Um estudo recente do Observatório Lupa revelou que, em meio à campanha eleitoral, pelo menos 37 conteúdos disseminados nas redes sociais de candidatos não informaram o uso de inteligência artificial (IA) em sua criação. A pesquisa analisou 314 conteúdos considerados suspeitos, coletados entre 16 e 26 de agosto, em diversas plataformas de mídia social e aplicativos de mensagens.
Dos conteúdos investigados, 282 apresentaram evidências de manipulação por IA. Grande parte dessas manipulações envolveu a criação de deepfakes, conteúdos digitais que simulam a aparência, voz ou identidade de pessoas reais de forma artificial. A ausência de identificação, especialmente em publicações provenientes de contas oficiais de candidatos e partidos, levanta preocupações sobre a transparência no processo eleitoral.
Cristina Tardáguila, gerente de inovação e fundadora da Agência Lupa, destacou a gravidade da situação: “O que chama atenção nesses 37 casos é que não são conteúdos publicados por contas anônimas. São publicações feitas pelas contas oficiais de candidatos e partidos, que têm a obrigação de informar ao eleitor quando utilizam inteligência artificial”.
O levantamento aponta que o presidente Luiz Inácio Lula da Silva (PT) foi a figura pública mais visada por esses conteúdos falsos, aparecendo em 115 deles.

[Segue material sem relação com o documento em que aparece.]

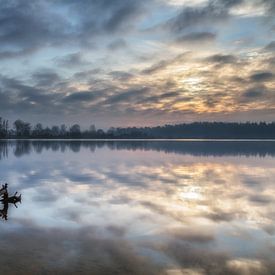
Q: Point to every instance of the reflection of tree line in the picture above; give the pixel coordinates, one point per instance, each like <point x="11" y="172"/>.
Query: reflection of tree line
<point x="197" y="148"/>
<point x="199" y="130"/>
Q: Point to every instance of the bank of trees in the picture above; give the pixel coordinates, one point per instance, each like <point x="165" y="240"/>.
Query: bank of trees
<point x="201" y="130"/>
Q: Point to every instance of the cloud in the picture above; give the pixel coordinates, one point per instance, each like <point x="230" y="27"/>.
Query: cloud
<point x="261" y="76"/>
<point x="270" y="47"/>
<point x="46" y="78"/>
<point x="212" y="12"/>
<point x="197" y="37"/>
<point x="83" y="96"/>
<point x="255" y="92"/>
<point x="117" y="44"/>
<point x="221" y="59"/>
<point x="73" y="59"/>
<point x="27" y="26"/>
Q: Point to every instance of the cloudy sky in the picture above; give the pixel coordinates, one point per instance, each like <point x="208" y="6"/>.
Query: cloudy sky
<point x="137" y="62"/>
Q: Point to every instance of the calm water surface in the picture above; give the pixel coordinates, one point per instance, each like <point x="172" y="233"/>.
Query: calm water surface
<point x="139" y="207"/>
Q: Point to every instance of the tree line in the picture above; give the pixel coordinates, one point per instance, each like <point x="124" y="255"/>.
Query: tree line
<point x="197" y="130"/>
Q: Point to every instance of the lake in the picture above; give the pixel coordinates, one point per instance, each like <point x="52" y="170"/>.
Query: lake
<point x="139" y="207"/>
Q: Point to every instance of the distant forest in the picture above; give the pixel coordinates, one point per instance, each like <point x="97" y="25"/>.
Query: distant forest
<point x="197" y="130"/>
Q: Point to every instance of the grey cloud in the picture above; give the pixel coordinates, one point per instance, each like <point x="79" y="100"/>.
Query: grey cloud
<point x="88" y="74"/>
<point x="262" y="76"/>
<point x="45" y="78"/>
<point x="120" y="75"/>
<point x="117" y="44"/>
<point x="255" y="92"/>
<point x="221" y="59"/>
<point x="73" y="59"/>
<point x="213" y="11"/>
<point x="163" y="64"/>
<point x="27" y="26"/>
<point x="127" y="96"/>
<point x="261" y="199"/>
<point x="80" y="96"/>
<point x="270" y="47"/>
<point x="197" y="37"/>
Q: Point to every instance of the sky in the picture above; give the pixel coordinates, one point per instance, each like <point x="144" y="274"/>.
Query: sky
<point x="137" y="62"/>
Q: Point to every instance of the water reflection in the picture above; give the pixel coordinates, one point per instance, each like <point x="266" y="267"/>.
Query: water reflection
<point x="6" y="200"/>
<point x="122" y="209"/>
<point x="196" y="148"/>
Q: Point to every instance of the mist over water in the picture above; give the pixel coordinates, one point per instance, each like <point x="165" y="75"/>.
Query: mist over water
<point x="160" y="207"/>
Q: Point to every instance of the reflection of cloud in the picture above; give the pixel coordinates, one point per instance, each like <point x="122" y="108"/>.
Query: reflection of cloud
<point x="150" y="211"/>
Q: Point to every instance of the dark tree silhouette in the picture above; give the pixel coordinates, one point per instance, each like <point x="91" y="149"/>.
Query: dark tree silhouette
<point x="196" y="130"/>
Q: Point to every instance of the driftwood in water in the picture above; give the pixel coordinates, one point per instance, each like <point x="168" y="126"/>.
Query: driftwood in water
<point x="6" y="199"/>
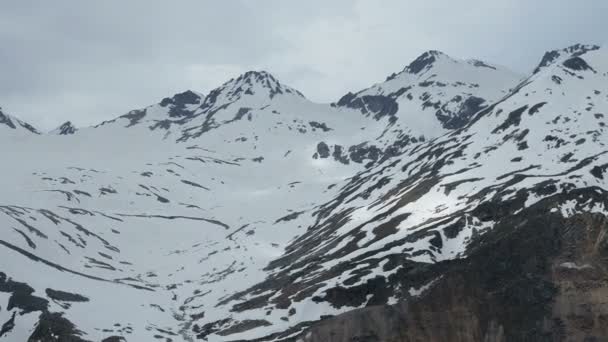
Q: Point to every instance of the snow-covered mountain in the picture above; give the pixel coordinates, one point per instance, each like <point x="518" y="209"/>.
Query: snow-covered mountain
<point x="456" y="201"/>
<point x="11" y="125"/>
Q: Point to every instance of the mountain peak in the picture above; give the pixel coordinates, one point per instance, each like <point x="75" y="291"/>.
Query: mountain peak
<point x="256" y="83"/>
<point x="572" y="51"/>
<point x="182" y="104"/>
<point x="65" y="128"/>
<point x="14" y="123"/>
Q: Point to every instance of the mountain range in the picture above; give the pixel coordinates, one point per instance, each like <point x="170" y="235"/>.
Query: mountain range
<point x="454" y="201"/>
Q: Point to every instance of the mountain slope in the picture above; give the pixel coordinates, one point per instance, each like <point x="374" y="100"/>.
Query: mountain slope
<point x="231" y="217"/>
<point x="15" y="125"/>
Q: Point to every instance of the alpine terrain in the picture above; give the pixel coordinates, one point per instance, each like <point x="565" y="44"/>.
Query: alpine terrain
<point x="454" y="201"/>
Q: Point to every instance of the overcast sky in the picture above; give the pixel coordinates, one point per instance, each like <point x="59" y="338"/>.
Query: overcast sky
<point x="87" y="61"/>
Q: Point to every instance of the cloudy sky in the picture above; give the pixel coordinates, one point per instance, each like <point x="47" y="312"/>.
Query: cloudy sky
<point x="87" y="61"/>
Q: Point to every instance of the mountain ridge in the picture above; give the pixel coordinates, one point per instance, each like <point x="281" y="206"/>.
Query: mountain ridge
<point x="286" y="220"/>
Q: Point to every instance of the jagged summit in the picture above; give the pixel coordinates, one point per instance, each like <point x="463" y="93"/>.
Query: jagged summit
<point x="254" y="83"/>
<point x="15" y="124"/>
<point x="449" y="89"/>
<point x="576" y="50"/>
<point x="183" y="104"/>
<point x="65" y="128"/>
<point x="425" y="61"/>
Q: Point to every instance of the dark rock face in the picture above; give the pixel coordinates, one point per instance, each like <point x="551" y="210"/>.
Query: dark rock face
<point x="469" y="106"/>
<point x="54" y="327"/>
<point x="378" y="105"/>
<point x="424" y="61"/>
<point x="577" y="63"/>
<point x="536" y="277"/>
<point x="179" y="102"/>
<point x="66" y="128"/>
<point x="6" y="120"/>
<point x="574" y="50"/>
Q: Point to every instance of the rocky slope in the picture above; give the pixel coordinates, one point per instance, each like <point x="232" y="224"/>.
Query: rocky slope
<point x="456" y="201"/>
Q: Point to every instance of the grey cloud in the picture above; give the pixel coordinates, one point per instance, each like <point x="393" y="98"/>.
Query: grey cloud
<point x="91" y="61"/>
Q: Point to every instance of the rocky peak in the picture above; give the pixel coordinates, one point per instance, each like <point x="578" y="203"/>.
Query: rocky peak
<point x="65" y="128"/>
<point x="258" y="83"/>
<point x="14" y="123"/>
<point x="424" y="61"/>
<point x="576" y="50"/>
<point x="183" y="104"/>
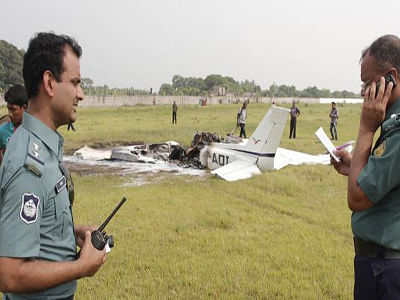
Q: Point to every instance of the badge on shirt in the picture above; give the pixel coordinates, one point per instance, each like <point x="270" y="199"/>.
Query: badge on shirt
<point x="61" y="183"/>
<point x="29" y="208"/>
<point x="381" y="149"/>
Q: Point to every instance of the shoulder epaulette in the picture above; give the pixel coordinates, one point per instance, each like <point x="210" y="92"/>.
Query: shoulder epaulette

Em seguida, Flávio Bolsonaro (PL) foi citado em 56 conteúdos manipulados por IA.
As plataformas digitais mais afetadas por esse tipo de desinformação foram o Facebook, com 202 ocorrências registradas, e o Instagram, com 62. Essas redes sociais se tornaram o principal palco para a disseminação de conteúdos enganosos.
Em março deste ano, o Tribunal Superior Eleitoral (TSE) implementou restrições ao uso de IA durante as eleições, especialmente para modificações em imagens e vozes de figuras públicas. A Corte eleitoral também reforçou a responsabilidade dos provedores de internet na remoção de perfis falsos e conteúdos ilegais de suas plataformas, sob pena de responsabilização judicial.